Это было требование, его собственное требование к себе. Я понимал, что уход из
колонии был для него тягостным, но я хотел, чтобы он пережил это. Очень хорошо, когда
человек предъявляет к себе большие требования, это воспитывает человека. У многих наших
педагогов есть такое ошибочное желание не слишком много наваливать на человека или
вообще не наваливать, а все расписать, как и что нужно сделать. Я с этим не согласен и
поэтому не удерживал Воленко в колонии.
Кто такой Рыжиков?
Это не сознательный вредитель, но по натуре враг.
Почему я не применил никаких методов?
Главнейший метод — это была вся колония,
все общество, весь коллектив
8
. Ни я, ни другой педагог никакими разговорами, никакими
взглядами не можем сделать того, что может дать правильно организованный гордый
коллектив.

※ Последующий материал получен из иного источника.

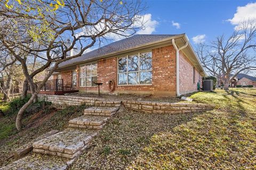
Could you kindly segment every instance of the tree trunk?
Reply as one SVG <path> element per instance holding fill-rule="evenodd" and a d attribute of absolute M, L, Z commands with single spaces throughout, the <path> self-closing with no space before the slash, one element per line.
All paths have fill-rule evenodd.
<path fill-rule="evenodd" d="M 8 77 L 6 81 L 6 86 L 5 87 L 5 93 L 4 95 L 4 101 L 7 101 L 9 100 L 10 100 L 10 94 L 11 92 L 12 82 L 12 76 L 10 74 L 8 74 Z"/>
<path fill-rule="evenodd" d="M 228 90 L 229 86 L 229 82 L 228 82 L 228 81 L 227 81 L 225 83 L 223 83 L 223 89 L 224 89 L 224 90 Z"/>
<path fill-rule="evenodd" d="M 37 96 L 37 95 L 35 95 L 35 98 L 34 99 L 33 103 L 36 103 L 38 102 L 38 97 Z"/>
<path fill-rule="evenodd" d="M 32 96 L 29 99 L 28 102 L 27 102 L 20 109 L 19 112 L 18 113 L 17 117 L 16 117 L 16 129 L 18 131 L 20 131 L 21 130 L 21 128 L 22 126 L 22 117 L 23 114 L 25 110 L 28 108 L 28 106 L 33 102 L 33 100 L 35 97 L 35 95 L 32 94 Z"/>
<path fill-rule="evenodd" d="M 28 82 L 27 80 L 25 80 L 23 82 L 23 88 L 22 88 L 22 96 L 21 98 L 24 99 L 27 97 L 28 90 Z"/>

Так как Рыжиков ничего не смог взять в этом коллективе, то я не мог
противопоставить своего влияния и не хотел. К сожалению, сейчас об этом распространяться
я не могу и в романе не распространяюсь. Об этом я напишу в той большой серьезной книге,
которую задумал написать о методике коммунистического воспитания.
Относительно перековки.
Товарищ спрашивает, почему я не показал перековки
Игоря? Трудно показать, когда не было этой перековки, не было у меня «дефективных»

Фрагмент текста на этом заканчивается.